Matewan est disponible chez Intersections Films, qui propose également Maria’s Lovers, Dingo et Mad Dog Morgan dans de belles éditions BR.
Merci Olivier pour ce focus sur John Sayles, cinéaste à (re) découvrir, engagé, à fort ancrage social.
Lone Star reste aussi pour moi un très bon souvenir. Il faudrait qu’il passe l’épreuve de la relecture, mais le film n’est pas facile à trouver.
Je garde également une très bonne impression de » City of hope », tourné en 1991, qui développait une galerie assez dense de personnages ambivalents, évoluant dans une communauté urbaine.

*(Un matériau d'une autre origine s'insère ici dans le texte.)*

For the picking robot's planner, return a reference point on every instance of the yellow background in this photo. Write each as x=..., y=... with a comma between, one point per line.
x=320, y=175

Actuellement, on diluerait tout cela dans une série…
très bonne idée!
La discrétionde la présence de Sayles dans l’exploitation en salles de cinéma française est incompréhensible à part LONE STAR, BROTHER FROM ANOTHER PLANET, LIMBO je crois… (ses films ont toujours pourtant étés distribués par des grandes compagnies, sinon produits bien sûr) , MATEWAN et d’autres sont passé sur des chaînes câblées.
Mais on les trouve tous en dvd (parfois en zone 1 pas forcément verrouillé 1!).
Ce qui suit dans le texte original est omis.